Hannah Whitmore clinched Charnwood’s second victory since this women’s competition began in 2000, gallantly fighting off a fleet-foot attack by European Junior Cross Country Champion Steph Twell (Aldershot, Farnham and District AC) on the final 2.995-mile stage.

 

A week after breaking the UK Junior Women’s half marathon record, 17-year-old Twell set out in third place, 32 seconds adrift of Whitmore.

 

“It was pretty exciting,” said Twell afterwards. “I knew I was pulling her in and the atmosphere was getting very exciting.
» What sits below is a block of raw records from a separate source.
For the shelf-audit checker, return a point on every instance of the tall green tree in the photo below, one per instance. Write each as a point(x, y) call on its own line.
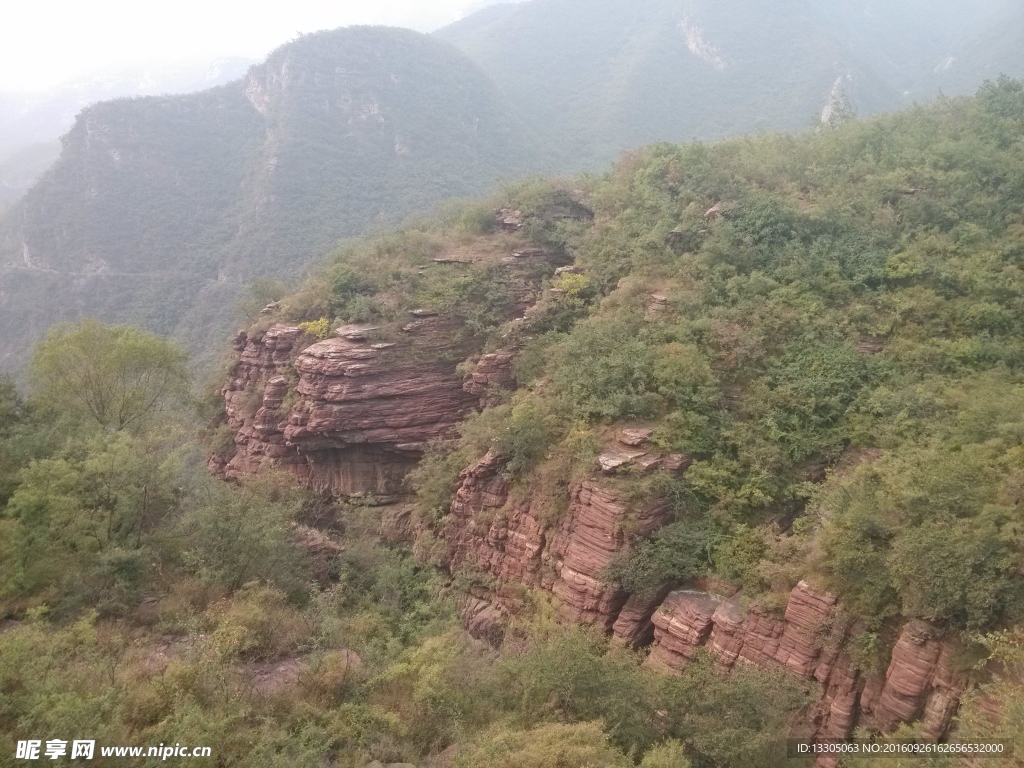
point(115, 377)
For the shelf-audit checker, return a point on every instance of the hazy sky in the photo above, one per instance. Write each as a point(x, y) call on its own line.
point(46, 42)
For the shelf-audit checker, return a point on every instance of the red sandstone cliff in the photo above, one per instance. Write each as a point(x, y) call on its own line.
point(504, 539)
point(363, 412)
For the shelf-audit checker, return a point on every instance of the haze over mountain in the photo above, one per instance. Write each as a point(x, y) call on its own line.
point(31, 123)
point(592, 78)
point(162, 208)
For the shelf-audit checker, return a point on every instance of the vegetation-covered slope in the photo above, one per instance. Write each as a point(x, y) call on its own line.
point(828, 325)
point(592, 78)
point(161, 209)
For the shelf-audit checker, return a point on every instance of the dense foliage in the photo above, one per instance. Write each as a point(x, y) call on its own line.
point(838, 347)
point(837, 344)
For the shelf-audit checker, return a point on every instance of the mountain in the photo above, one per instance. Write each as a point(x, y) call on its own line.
point(162, 208)
point(592, 78)
point(24, 168)
point(30, 118)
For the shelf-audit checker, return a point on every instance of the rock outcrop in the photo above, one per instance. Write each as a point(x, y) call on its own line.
point(920, 683)
point(505, 539)
point(363, 412)
point(591, 535)
point(492, 373)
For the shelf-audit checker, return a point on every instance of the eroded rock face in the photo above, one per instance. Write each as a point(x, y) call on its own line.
point(363, 412)
point(920, 683)
point(594, 531)
point(492, 374)
point(505, 539)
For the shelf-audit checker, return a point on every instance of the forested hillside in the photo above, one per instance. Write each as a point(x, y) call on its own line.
point(593, 78)
point(655, 468)
point(162, 209)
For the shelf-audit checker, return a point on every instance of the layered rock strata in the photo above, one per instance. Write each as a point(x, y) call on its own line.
point(505, 539)
point(363, 412)
point(920, 683)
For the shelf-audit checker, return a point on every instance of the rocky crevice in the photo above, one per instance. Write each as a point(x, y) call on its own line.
point(501, 536)
point(363, 412)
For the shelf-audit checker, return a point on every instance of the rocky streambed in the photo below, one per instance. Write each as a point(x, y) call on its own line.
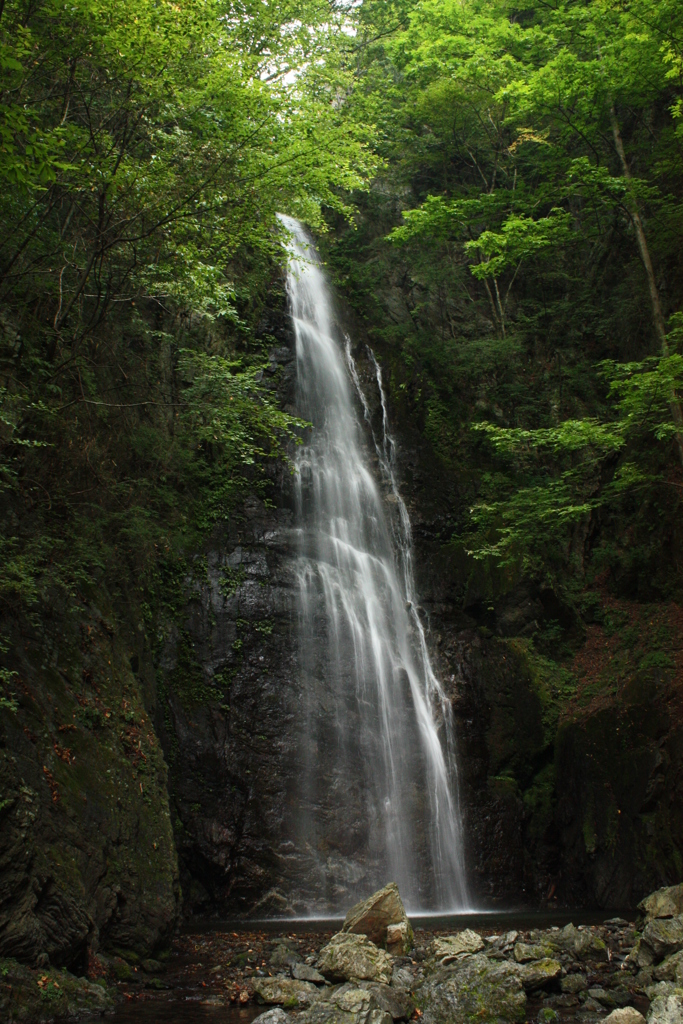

I went past but maybe not as decisively as I should have. It was neck and neck. We had a good battle and unfortunately I didn’t deliver the goods in the end.”

 

Twell did, however, deliver the fastest stage of the race, 15 minutes 57 seconds. It was a second quicker than Sophie Morris, who ran a blistering opening stage for Windsor, Slough, Eton and Hounslow AC, for whom Norwich Union GB cross country team leader Hayley Yelling clocked 16:05 on the third stage.

 

The men’s race was a triumph for Northern team spirit after defending champions Newham and Essex Beagles lost their captain, Dave Mitchinson, at 3am on race morning. The good reason: his wife, Jo, went into labour. So he raced back from the team hotel at Walsall to be beside her before she gave birth at about the time the first stage runners were warming-up.

 

Battling Beagles finished fourth, a mere 11 seconds outside the medals, in a race led by Leeds pretty much from halfway. They clocked 4:11:31 to win by 2 minutes 11 seconds from Morpeth Harriers with Belgrave Harriers third in 4:14:13 despite being without Mark Miles, who withdrew with a cold that he earnestly hopes will clear up before next Sunday’s Flora London Marathon.

 

Morpeth’s Norwich Union GB track international Nick McCormick contributed the fastest short stage, 13:39, to go fifth on the all-time list. Birchfield’s Jean Ndayisenga – who had PBs of 13:32 for 5000m and 28:20 for 10,000m back home in Burundi before moving to Birmingham for family reasons – was quickest over the long stage with 25:21. Tipton’s Phil Nicholls was quickest of the UK athletes, clocking 25:52 to round-off an excellent winter in which he earned his Norwich Union GB debut at the IAAF World Cross Country Championships in Mombasa. Sutton Park was almost as hot as the Kenyan resort – a welcome change from last year when a this event was hit by something akin to a monsoon!